Why does my program crash if I terminate a thread that is waiting to enter a critical section? It never got the critical section, so who cares?
A customer had a program that used the
TerminateThread function to terminate a thread while it was waiting for a critical section. They claim that this code worked in earlier versions of Windows, but starting in Windows 10, the program crashes when it tries to use that critical section further. Why is this happening? The documentation for
If a thread terminates while it has ownership of a critical section, the state of the critical section is undefined.
But it doesn’t say that there’s anything wrong with terminating a thread that is waiting for a critical section.
Well, yeah, it doesn’t say that because the only way you can get into that state is if you call
TerminateThread while the
EnterCriticalSection is still running, and terminating a thread is already a terrible idea. It’s such a terrible idea that doing so puts the entire process is an undefined state. There’s no point trying to go into the details of what could happen when your process is an undefined state. It’s undefined!
But just for curiosity’s sake, what changed in Windows 10 that made the undefined state lead to a crash?
Historically, critical sections were implemented in terms of an interlocked integer and a kernel event. The interlocked integer was used to keep track of the critical section’s state: Unowned, owned with no waiting threads, or owned with at least one waiting thread. If a thread needed to wait for the critical section, it waited on the kernel event handle. When the owner of the critical section exited it, it checked if there are any waiting threads, and if so, it signaled the event, thereby allowing one of the waiting threads to attempt to enter.
This design had some flaws. For example, a process that created lots of critical sections could potentially create a lot of kernel event handles, and kernel synchronization objects consume non-paged pool. To alleviate stress on non-paged pool, critical sections created the kernel event handle only on demand, but that introduces a new failure mode if the lazy creation of the kernel event handle fails. Some programs avoided this problem by pre-creating the kernel event handle, but that just put us back where we started with high non-paged-pool usage.

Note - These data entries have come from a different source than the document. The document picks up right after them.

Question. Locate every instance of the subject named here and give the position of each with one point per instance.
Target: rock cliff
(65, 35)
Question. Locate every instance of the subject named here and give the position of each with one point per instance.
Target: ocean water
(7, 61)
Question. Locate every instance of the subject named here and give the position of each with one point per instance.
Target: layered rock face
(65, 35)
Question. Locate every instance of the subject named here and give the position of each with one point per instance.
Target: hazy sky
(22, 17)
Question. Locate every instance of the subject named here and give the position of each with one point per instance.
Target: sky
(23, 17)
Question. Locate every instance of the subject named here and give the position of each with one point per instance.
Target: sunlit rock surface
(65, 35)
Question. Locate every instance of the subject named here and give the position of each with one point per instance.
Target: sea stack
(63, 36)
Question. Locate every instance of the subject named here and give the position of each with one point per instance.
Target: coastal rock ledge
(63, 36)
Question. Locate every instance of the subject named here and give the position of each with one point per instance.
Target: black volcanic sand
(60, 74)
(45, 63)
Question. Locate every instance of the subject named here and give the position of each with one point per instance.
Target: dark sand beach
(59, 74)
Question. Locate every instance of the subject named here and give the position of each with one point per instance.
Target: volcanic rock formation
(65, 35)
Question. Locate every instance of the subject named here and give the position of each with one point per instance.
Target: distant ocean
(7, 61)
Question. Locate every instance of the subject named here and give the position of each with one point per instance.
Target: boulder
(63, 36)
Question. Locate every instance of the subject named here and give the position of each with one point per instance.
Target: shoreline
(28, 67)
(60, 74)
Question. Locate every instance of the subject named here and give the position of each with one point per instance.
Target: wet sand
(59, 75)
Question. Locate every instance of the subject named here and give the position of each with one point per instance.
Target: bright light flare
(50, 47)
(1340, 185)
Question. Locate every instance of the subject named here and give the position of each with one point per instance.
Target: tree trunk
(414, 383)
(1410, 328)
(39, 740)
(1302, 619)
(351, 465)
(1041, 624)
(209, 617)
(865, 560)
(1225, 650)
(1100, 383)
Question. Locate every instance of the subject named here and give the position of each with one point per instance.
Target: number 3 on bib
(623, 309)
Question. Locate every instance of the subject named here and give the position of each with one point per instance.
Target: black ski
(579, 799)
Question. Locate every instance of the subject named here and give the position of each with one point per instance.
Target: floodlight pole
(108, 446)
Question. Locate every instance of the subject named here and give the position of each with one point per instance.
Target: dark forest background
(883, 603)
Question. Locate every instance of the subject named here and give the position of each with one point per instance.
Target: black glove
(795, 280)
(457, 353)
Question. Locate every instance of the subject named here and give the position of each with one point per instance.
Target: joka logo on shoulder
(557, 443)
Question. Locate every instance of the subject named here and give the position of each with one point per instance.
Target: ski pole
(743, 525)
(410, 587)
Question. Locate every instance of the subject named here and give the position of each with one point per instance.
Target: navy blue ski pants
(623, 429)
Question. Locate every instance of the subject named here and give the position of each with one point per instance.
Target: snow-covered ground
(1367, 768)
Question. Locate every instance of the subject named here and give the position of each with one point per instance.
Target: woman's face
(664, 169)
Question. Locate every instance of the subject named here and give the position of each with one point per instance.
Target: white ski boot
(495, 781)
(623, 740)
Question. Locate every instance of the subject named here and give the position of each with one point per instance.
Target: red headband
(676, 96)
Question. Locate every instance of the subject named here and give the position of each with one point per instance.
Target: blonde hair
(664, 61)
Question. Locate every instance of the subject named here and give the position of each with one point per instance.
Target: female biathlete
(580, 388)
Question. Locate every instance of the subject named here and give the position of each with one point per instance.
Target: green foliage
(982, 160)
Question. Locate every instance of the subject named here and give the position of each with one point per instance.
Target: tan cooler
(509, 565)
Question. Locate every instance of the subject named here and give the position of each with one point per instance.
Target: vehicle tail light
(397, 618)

In Windows 10, critical sections were rewritten in terms of
WaitOnAddress. This removes the need for kernel events entirely, and therefore avoids entire classes of potential problems.
WaitOnAddress function works by linking the list of waiting threads through their stacks. This linked list of threads is manipulated both by waiting threads (when they join the list) and by the waking thread (so it can notify a waiting thread). The code to manipulate this linked list is quite complicated because it needs to do its work in a lock-free manner.¹
If you terminate a thread, the thread’s stack is cleaned up as part of cleaning up the biggest pieces of garbage on the sidewalk. That removes a memory leak, but it also leaves dangling pointers if that thread was calling
WaitOnAddress or any other function that links memory on the stack into a data structure visible to other threads. And it’s those dangling pointers that cause any future use of the critical section to crash.
Bonus chatter: If you think about it, the original design that allocated a kernel handle per critical section was wasteful. Really, you need one kernel handle per thread, since each thread can wait on only one critical section. (There is no
WaitForMultipleCriticalSections function.) On the other hand, managing those kernel handles is complicated because you need to do it in a lock-free way. Once you sign up to do the complicated stuff, you may as well go all the way and do it handle-free.
¹ The slim reader-writer locks also links the list of waiting threads through their stacks. The code for slim read-writer locks is even more complicated because it needs to reorder the nodes within the linked list, while still being lock-free.